The government is creating a clear narrative in the Sam Bankman-Fried case: He ran the ship, he called shots, and he is responsible for stealing and losing the money.
At the end of the second week of the 31-year-old accused fraudster’s criminal trial, the prosecution has called on insiders, lovers and friends as witnesses to paint a tale of Bankman-Fried’s actions while at the top of his over $30 billion FTX crypto empire.
They are the same actions that would see the implosion of billions of dollars of allegedly stolen customer funds in what federal prosecutors have described as “one of the biggest financial frauds in American history.”
Bankman-Fried’s defense team, for its part, is struggling so far to prove otherwise. It has gotten to the point where Bankman-Fried’s mother, law professor Barbara Fried, has been seen conversing with her son’s defense lawyer Christian Everdell in between breaks in witness testimony.
The criminal case has pitted friend against friend, and Bankman-Fried’s allies have nearly all turned against him and agreed to cooperate with the government after either pleading guilty or receiving immunity from prosecution.
Caroline Ellison, the 28-year-old ex-girlfriend of Bankman-Fried and former CEO of Alameda Research, the trading firm that took and lost billions of dollars of FTX customer funds, gave direct and damning evidence during her own three days of testimony this week.
The government’s star witness detailed fake balance sheets, linked Bankman-Fried to the alleged conspiracy to take customer funds, and painted a simple picture for the jury: Bankman-Fried was her boss, she did what he said, and “Alameda was taking and putting FTX customers’ funds at risk.”
“He directed me to commit these crimes with Gary Wang and Nishad Singh,” Ellison told the jury on her first day of testimony Tuesday (Oct. 10).
Read also: Ellison’s Closing Testimony — FTX Was ‘a Bad Idea’
Wang, FTX’s former chief technology officer and co-founder, was the first close friend of Bankman-Fried to testify against him, describing to the jury the backdoor created to allow Alameda a nearly unlimited bankroll to trade with.
The funds deposited by FTX’s customers were the source of that bankroll, testified Wang.
Bankman-Fried has so far maintained his innocence in the seven counts of fraud and conspiracy he is on trial for.
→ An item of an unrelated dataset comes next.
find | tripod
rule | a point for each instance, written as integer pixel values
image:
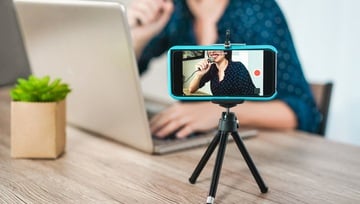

The prosecution played a recording Thursday (Oct. 12) of an all-hands meeting where Ellison alleged that “Sam” authorized the use of FTX’s customer funds to repay Alameda’s lenders.
During Friday’s (Oct. 13) truncated court hearing, Zac Prince, the founder and former CEO of crypto lender BlockFi, took the witness stand long enough to lay the blame for his company’s bankruptcy on FTX’s own failures.
Prince testified that from May 2021 to May 2022, BlockFi’s loans to Alameda increased from $50 million to $1.1 billion.
From July to early November 2022, BlockFi loaned another $850 million to Alameda.
The company was only loaning out $5 billion to $10 billion overall, Prince said.
When federal prosecutors asked if BlockFi would have still extended credit if he had known about the loans between FTX and Alameda, Prince replied no and said they would have been insolvent.
When asked if BlockFi would have extended the same credit to the firm if it had been aware of the loans to insiders including Bankman-Fried, Prince noted that it isn’t generally done, and the company would have been concerned.
Prince said BlockFi would not have lent Alameda money if it had known the trading firm was using FTX customer money. He also said Blockfi declared bankruptcy because of Alameda and FTX.
It was also revealed that Alameda and FTX posted as collateral for the loans the 55 million shares Bankman-Fried was reported to own as a minority stake in retail trading platform Robinhood.
Robinhood has since bought back the shares.
The trial will resume next week, its third, with FTX insider and Director of Engineering Nishad Singh slated to provide witness testimony.
The prosecution plans to rest its case in the next two weeks, by Oct. 26 or 27.
Then, Bankman-Fried’s defense will have the opportunity to present its side in full.